Showers are allowed 48 hours after surgery. Submerging the incision in a bathtub or pool is off limits for at least four weeks. School-age children typically miss about two weeks of school. Physical education and sports are restricted until the surgeon clears them at a six-week follow-up visit.
Adults generally follow a similar timeline but may need a longer activity restriction period, particularly if they have physically demanding jobs. Recovery from more complex repairs involving lipomas or scar tissue tends to take longer than a straightforward filum release.
Success Rates and What Improves
Pain responds best to surgery. In one long-term study of 114 patients, 100% of children experienced improvement in pain after untethering. Bladder function also improves, though less reliably: 64% of patients showed measurable improvement on postoperative bladder testing in the same study.
Children tend to recover more completely than adults. A comparative study found complete symptom resolution in 63% of children versus 25% of adults.
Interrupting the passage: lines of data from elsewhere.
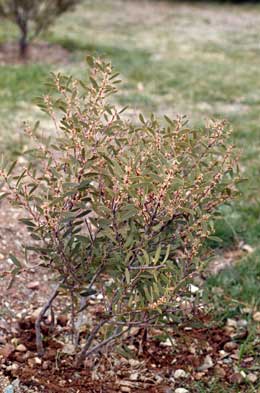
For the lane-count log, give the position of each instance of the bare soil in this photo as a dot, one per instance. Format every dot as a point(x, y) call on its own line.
point(203, 350)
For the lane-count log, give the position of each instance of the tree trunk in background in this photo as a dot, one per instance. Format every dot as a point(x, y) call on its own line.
point(23, 42)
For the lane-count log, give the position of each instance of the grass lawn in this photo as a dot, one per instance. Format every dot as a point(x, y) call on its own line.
point(197, 59)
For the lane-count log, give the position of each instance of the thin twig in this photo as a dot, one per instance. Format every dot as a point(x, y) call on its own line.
point(39, 344)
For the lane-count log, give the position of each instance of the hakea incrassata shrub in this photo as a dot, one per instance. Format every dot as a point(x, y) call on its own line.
point(118, 207)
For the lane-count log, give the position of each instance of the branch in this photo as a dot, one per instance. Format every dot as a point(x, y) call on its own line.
point(39, 344)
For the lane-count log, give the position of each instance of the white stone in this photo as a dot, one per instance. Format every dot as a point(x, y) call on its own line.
point(252, 377)
point(193, 288)
point(256, 316)
point(21, 348)
point(181, 390)
point(180, 374)
point(168, 343)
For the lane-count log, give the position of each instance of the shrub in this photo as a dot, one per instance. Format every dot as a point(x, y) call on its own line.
point(33, 16)
point(116, 207)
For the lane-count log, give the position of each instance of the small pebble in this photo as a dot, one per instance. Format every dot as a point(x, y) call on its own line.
point(230, 346)
point(181, 390)
point(21, 348)
point(179, 374)
point(9, 389)
point(252, 377)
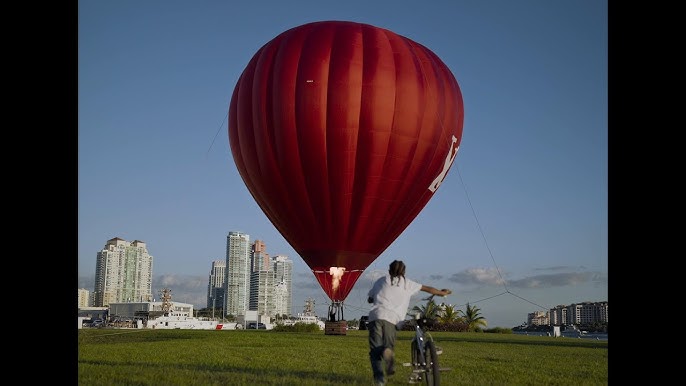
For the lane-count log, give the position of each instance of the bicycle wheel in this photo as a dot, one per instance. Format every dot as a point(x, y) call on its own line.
point(432, 370)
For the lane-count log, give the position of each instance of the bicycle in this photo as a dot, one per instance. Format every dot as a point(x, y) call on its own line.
point(425, 365)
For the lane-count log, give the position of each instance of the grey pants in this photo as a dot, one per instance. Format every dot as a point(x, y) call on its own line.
point(381, 335)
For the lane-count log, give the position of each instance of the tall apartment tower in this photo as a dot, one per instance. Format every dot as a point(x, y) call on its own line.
point(237, 278)
point(123, 273)
point(260, 257)
point(283, 287)
point(215, 286)
point(270, 288)
point(84, 298)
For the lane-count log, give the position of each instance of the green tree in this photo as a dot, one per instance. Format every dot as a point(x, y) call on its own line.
point(430, 311)
point(474, 319)
point(449, 314)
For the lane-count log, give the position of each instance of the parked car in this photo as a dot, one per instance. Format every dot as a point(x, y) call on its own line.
point(97, 323)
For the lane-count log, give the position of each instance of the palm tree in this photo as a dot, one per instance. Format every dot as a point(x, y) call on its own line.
point(430, 311)
point(449, 314)
point(473, 319)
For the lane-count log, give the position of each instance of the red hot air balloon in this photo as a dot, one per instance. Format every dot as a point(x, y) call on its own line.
point(342, 132)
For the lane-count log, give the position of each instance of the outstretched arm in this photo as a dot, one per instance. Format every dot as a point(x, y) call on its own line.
point(434, 291)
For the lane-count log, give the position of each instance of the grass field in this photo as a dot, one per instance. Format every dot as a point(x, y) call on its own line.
point(265, 357)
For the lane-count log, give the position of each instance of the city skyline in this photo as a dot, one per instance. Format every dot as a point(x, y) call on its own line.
point(518, 225)
point(188, 289)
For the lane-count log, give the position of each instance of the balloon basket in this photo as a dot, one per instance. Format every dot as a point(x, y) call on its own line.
point(336, 328)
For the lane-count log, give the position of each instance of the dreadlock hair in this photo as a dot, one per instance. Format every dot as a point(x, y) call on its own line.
point(397, 270)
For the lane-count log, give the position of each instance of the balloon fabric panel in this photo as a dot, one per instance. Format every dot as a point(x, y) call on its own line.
point(342, 132)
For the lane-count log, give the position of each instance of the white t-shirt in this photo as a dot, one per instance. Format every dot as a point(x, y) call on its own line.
point(391, 300)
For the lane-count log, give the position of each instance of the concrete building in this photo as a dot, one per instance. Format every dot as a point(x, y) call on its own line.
point(123, 273)
point(84, 298)
point(215, 286)
point(145, 310)
point(237, 280)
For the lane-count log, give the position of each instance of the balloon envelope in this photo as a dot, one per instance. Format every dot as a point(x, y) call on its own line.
point(342, 132)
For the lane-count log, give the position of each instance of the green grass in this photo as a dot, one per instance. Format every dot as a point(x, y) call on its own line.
point(263, 357)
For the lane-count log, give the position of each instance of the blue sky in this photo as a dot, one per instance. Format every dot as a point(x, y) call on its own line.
point(518, 225)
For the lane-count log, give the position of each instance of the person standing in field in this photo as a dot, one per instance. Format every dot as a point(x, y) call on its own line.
point(390, 296)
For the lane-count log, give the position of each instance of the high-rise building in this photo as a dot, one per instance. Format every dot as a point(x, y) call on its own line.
point(270, 288)
point(237, 280)
point(260, 257)
point(84, 298)
point(215, 286)
point(123, 273)
point(283, 286)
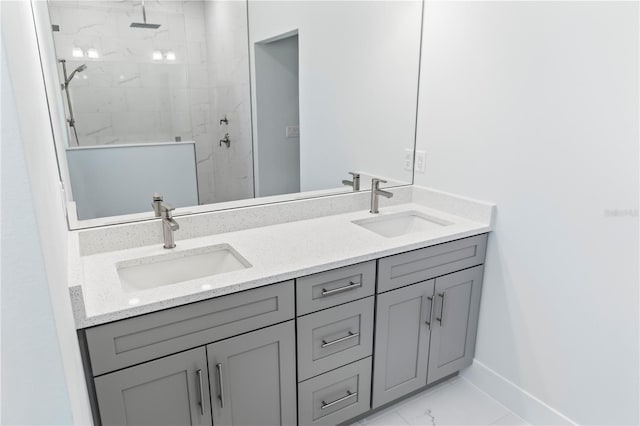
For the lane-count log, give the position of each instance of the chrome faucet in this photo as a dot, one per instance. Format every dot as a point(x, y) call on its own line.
point(375, 191)
point(355, 183)
point(169, 225)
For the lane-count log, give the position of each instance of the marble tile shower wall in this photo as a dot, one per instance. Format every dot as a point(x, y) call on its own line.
point(127, 96)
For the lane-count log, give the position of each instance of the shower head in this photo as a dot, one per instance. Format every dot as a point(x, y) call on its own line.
point(79, 69)
point(144, 18)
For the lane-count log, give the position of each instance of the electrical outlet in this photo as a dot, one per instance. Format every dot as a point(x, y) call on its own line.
point(292, 132)
point(408, 159)
point(421, 159)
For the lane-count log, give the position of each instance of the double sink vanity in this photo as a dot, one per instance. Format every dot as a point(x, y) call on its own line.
point(284, 314)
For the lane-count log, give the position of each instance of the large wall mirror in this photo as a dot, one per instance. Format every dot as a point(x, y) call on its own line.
point(217, 103)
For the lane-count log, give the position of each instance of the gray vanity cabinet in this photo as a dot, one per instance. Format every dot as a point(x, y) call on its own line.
point(173, 390)
point(253, 378)
point(454, 322)
point(402, 342)
point(252, 358)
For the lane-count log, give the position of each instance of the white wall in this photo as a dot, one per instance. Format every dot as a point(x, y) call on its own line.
point(276, 65)
point(228, 56)
point(30, 351)
point(20, 47)
point(534, 106)
point(358, 77)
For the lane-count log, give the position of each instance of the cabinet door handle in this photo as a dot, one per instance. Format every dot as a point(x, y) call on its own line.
point(339, 400)
point(428, 321)
point(220, 385)
point(201, 388)
point(342, 339)
point(348, 287)
point(441, 295)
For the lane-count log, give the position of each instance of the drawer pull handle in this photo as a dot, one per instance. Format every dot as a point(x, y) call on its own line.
point(441, 308)
point(342, 339)
point(348, 287)
point(339, 400)
point(221, 396)
point(201, 389)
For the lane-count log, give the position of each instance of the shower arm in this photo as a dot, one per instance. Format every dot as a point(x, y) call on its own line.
point(71, 120)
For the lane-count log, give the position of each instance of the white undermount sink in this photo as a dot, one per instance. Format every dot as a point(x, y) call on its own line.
point(180, 266)
point(403, 223)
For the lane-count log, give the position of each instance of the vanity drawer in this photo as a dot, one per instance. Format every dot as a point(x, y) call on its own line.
point(430, 262)
point(334, 337)
point(132, 341)
point(331, 288)
point(336, 396)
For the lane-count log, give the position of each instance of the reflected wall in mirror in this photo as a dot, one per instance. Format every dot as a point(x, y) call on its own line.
point(213, 101)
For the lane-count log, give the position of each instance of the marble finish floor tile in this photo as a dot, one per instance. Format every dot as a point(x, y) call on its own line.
point(455, 402)
point(510, 420)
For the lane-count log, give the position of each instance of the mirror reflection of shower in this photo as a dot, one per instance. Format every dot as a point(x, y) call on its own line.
point(65, 86)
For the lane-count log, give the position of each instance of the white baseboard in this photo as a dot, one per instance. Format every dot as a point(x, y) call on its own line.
point(516, 399)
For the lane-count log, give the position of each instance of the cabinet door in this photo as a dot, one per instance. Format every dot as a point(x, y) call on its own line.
point(402, 341)
point(253, 379)
point(455, 322)
point(169, 391)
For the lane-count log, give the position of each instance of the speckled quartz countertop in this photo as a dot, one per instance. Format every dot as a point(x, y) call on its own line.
point(276, 252)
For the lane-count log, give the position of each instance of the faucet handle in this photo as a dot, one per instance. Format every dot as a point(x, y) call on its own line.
point(375, 182)
point(166, 207)
point(157, 200)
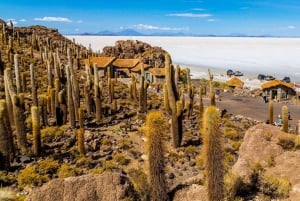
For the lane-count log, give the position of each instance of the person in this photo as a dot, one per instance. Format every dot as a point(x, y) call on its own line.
point(279, 121)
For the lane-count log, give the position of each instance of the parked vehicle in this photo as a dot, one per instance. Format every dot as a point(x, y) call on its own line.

Children also showed statistically significant improvement in bowel and bladder function, while adults’ gains in that area were more modest and did not reach statistical significance. This difference likely reflects the fact that younger nervous systems have greater capacity to recover once the tension is relieved, while long-standing nerve damage in adults may be partially irreversible.
The timing of surgery matters. Operating before significant neurological damage accumulates gives the best chance of full recovery. This is why many pediatric neurosurgeons recommend surgery when tethered cord syndrome is diagnosed, even if symptoms are still mild, rather than waiting for them to worsen.
Risks and Complications
The most common complication is cerebrospinal fluid (CSF) leaking from the surgical wound. In a large study of 350 patients, this occurred in 4.5% of cases. Published rates across different surgical centers range from 0% to 24%, so technique and surgical team experience matter considerably. Wound infection or wound breakdown occurred in about 4.8% of patients in the same series. Meningitis, an infection of the membranes surrounding the spinal cord, is rarer but reported in up to 13% of cases in older literature, though modern series show much lower rates.
The most feared risk is new nerve injury during the dissection, particularly damage to nerve roots controlling the legs or bladder. Intraoperative nerve monitoring has significantly reduced this risk, but it remains a possibility, especially in complex cases where abnormal tissue is tightly adhered to functioning nerves. Retethering, where scar tissue forms and reattaches the cord after surgery, is another long-term concern and sometimes necessitates a repeat operation.